It can be hard to control hazards and prevent injuries if you’re not aware of the near misses, “minor” injuries, or unsafe work practices your workers are experiencing or witnessing. One of the main culprits contributing to this lack of insight is often worker reluctance to report these occurrences.
Why does reporting reluctance matter?
When workers are hesitant to report a near miss, what they deem a small or minor injury, or an unsafe work practice or condition, what might have been an easy fix or only required first aid, can turn into a costly injury or a serious incident.
It also highlights deeper management and cultural issues. There’s likely a reason, or two, why workers aren’t reporting. Understanding what these reasons might be can help you combat them, strengthen your workplace safety culture, keep your employees safe, and save your organization some cash.
Why are employees reluctant to report?
There have been several studies done on the reasons employees don’t report safety-related issues. Here are some of the more interesting highlights.
In a Canadian study examining young workers’ responses to unsafe work practices, the researchers found that most of the young workers in the study took a “wait-and-see” approach to safety concerns.
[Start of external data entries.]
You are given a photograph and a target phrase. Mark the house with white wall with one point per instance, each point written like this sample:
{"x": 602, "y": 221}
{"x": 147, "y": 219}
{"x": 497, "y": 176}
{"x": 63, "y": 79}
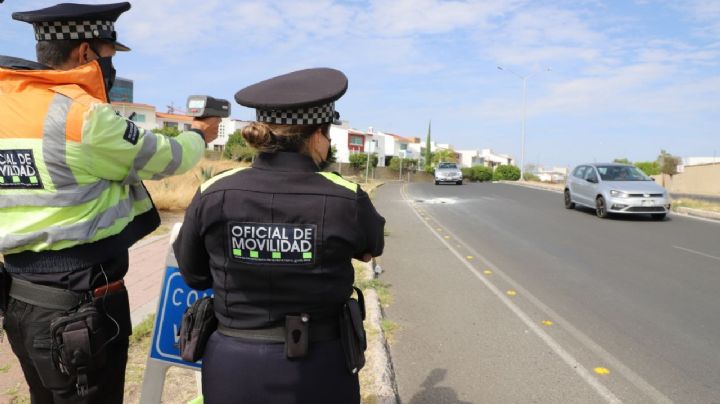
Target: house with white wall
{"x": 483, "y": 157}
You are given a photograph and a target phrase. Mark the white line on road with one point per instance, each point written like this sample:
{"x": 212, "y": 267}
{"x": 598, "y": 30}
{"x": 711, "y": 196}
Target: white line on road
{"x": 603, "y": 391}
{"x": 638, "y": 381}
{"x": 697, "y": 252}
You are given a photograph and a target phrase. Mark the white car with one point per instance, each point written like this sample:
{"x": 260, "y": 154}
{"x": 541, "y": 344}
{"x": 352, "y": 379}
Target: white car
{"x": 616, "y": 188}
{"x": 448, "y": 172}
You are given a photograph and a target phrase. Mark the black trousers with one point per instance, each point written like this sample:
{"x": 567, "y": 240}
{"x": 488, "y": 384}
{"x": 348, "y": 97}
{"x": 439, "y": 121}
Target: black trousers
{"x": 28, "y": 330}
{"x": 248, "y": 372}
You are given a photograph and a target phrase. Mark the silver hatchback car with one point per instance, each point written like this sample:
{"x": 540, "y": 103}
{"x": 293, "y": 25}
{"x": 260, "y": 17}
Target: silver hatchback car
{"x": 616, "y": 188}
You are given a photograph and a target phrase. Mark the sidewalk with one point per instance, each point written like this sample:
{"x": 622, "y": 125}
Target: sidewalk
{"x": 143, "y": 281}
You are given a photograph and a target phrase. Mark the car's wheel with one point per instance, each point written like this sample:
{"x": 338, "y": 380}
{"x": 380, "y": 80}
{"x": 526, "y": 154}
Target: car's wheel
{"x": 601, "y": 207}
{"x": 569, "y": 204}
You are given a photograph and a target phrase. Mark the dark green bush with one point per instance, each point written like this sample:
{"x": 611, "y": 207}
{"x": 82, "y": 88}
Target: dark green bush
{"x": 506, "y": 173}
{"x": 359, "y": 160}
{"x": 408, "y": 164}
{"x": 482, "y": 173}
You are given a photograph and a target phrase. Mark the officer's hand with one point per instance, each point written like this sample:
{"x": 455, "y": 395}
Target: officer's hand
{"x": 209, "y": 126}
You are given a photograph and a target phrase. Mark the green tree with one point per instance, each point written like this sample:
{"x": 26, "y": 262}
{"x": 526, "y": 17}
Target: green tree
{"x": 506, "y": 173}
{"x": 668, "y": 163}
{"x": 648, "y": 167}
{"x": 407, "y": 164}
{"x": 359, "y": 160}
{"x": 170, "y": 131}
{"x": 237, "y": 149}
{"x": 481, "y": 173}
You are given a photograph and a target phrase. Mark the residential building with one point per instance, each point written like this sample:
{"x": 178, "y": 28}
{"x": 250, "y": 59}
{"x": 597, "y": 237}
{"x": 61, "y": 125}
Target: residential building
{"x": 483, "y": 157}
{"x": 121, "y": 91}
{"x": 142, "y": 114}
{"x": 227, "y": 127}
{"x": 180, "y": 122}
{"x": 696, "y": 161}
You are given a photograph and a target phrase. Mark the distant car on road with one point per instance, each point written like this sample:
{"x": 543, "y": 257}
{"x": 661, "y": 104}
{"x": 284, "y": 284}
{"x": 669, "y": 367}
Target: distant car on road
{"x": 448, "y": 172}
{"x": 615, "y": 188}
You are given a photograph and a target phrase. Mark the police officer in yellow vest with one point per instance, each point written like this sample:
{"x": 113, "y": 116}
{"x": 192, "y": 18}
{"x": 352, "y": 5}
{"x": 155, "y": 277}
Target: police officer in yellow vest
{"x": 72, "y": 203}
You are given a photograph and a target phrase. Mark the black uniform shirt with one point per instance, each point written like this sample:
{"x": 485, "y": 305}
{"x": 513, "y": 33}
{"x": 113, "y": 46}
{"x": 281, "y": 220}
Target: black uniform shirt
{"x": 277, "y": 239}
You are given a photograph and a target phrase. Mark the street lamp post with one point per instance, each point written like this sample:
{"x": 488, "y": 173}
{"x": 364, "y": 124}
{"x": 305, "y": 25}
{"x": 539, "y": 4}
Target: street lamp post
{"x": 522, "y": 136}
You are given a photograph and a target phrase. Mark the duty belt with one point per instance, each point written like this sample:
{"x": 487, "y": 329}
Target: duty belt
{"x": 55, "y": 298}
{"x": 322, "y": 331}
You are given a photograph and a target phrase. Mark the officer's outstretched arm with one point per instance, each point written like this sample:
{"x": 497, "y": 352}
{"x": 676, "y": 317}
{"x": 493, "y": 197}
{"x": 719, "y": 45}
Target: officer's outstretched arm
{"x": 116, "y": 149}
{"x": 193, "y": 259}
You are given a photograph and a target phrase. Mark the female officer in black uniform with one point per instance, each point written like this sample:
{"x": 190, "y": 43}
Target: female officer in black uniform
{"x": 275, "y": 243}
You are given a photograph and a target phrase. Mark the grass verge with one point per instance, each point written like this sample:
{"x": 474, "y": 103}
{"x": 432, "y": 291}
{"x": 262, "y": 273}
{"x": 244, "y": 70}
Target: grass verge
{"x": 696, "y": 204}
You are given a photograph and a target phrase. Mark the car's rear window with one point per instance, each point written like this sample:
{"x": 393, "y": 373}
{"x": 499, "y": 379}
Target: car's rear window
{"x": 622, "y": 173}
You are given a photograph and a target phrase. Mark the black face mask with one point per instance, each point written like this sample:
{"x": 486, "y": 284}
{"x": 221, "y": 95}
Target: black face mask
{"x": 107, "y": 69}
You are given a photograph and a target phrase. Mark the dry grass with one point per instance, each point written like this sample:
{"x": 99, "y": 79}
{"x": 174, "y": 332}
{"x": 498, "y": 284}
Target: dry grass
{"x": 175, "y": 193}
{"x": 696, "y": 204}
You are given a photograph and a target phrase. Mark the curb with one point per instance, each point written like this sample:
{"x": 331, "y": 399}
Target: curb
{"x": 385, "y": 389}
{"x": 683, "y": 211}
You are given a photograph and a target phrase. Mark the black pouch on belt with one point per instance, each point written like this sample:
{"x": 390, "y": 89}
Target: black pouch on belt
{"x": 198, "y": 323}
{"x": 78, "y": 342}
{"x": 352, "y": 332}
{"x": 4, "y": 290}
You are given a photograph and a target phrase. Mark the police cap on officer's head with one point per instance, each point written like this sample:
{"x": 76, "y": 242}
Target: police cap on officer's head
{"x": 304, "y": 97}
{"x": 76, "y": 21}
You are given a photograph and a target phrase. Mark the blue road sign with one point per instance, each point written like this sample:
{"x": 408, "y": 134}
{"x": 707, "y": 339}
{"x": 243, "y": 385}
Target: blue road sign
{"x": 176, "y": 296}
Their reluctance was related to fear of being fired, being new and inexperienced, supervisor indifference (real or perceived), and overall feelings of powerlessness.
The young workers surveyed didn’t feel as though their opinions and concerns would be taken seriously given their age and lack of experience. So, they often opted to wait and see if anyone else noticed the hazard or if the hazard simply went away on its own. They would also talk to other workers and if others agreed about the hazard, they would then approach the supervisor as a group.
In a study done by the Center for Construction Research and Training, 135 construction workers were asked if they ever failed to report an injury and if yes, why. Twenty-seven percent said they had. Workers who explained their failure to report a work-related injury were most likely to say that “my injury was small” and “pain is a natural part of my job.”
Other common reasons for not reporting include:
- Embarrassment or peer pressure.
Most workers don’t want to be called a tattle-tail, brownnoser, or any other school-yard nickname of a similar nature, if they report a co-worker doing something unsafe, or refuse to work in an unsafe condition. In some fields of work reporting a “minor” injury is likely to get you labeled as “weak” or “soft” by your peers and in some cases even your manager. And if injury rates or days without an injury are tied to incentive programs or bonuses, it is even more unlikely a worker will report an injury. So, it’s not surprising that many incidents go unreported.
- Reporting process is difficult.
If an organization makes reporting near misses, injuries, or hazardous conditions difficult, employees are going to respond by not reporting. And can you blame them? Filling out reports, forms, and paperwork is a drag – and not something many of us like to do. Not to mention a tedious reporting process cuts into production time. Don’t forget the managers and front-line supervisors who have to access and read these reports. If it’s difficult for them, they are likely to do one of two things:
- Ignore it.
- Discourage their workers from using it.
- Lack of interest from the organization/management.
Your employees are smart and perceptive. They will pick up on obvious and not-so-obvious clues that the organization or their managers don’t support a reporting program. Whether it’s not following up and fixing hazards; failing to correct near-miss causes promptly; or holding managers accountable for reporting metrics, your employees will get the message loud and clear.
- Lack of understanding on what to report.
Employees may not know they should report near misses or minor injuries because of lack of communication or training. And, even if they’ve been told to report near misses, injuries, and other safety concerns, they may not have a clear understanding of what the organization’s definition of a near miss or minor injury is.
Be a Better Supervisor
As a supervisor, you can have a direct and positive impact on helping employees overcome reporting reluctance. Here are eight ways to do it.
- Make reporting easy. Whether it’s online or a paper form, the reporting system should be easy to access and easy to use.
- Follow up and take action on all reports. Action could mean correcting a hazard or explaining to the person who made the report why a fix isn’t necessary. It could mean addressing and discussing a safety concern in your next weekly safety meeting – without embarrassing or singling out the employee who filed the concern of course.
- Explain it. Take the time to define and explain what should be reported, when it should be reported, how to report, and who to report it to. i.e. what criteria determine if an event is a near miss and worth reporting; or what is the definition of a “minor” reportable injury?
- Be involved. Talk to your employees and encourage managers to do the same. Regular and frequent interactions with employees is one of the best ways to encourage meaningful feedback from your employees. If you show genuine concern and interest in what they have to say, it will come across and employees will be more likely to trust you and share valuable information.
- Measure it to manage it. Track near misses, injuries, reports and analyze for trends – and don’t forget to track follow-up actions too. Then you have data to rely on if employees or upper management question how well follow-up is being managed.
- Empower workers. Cultivate the idea that reporting is a way for employees to directly influence the safety of their workplace.
- Enforce it. Don’t let managers get away with punitive actions against employees that report near misses, injuries, or unsafe conditions.
- Smart incentives. Tie incentives to positive safety-related activities and not number of hours worked without an injury.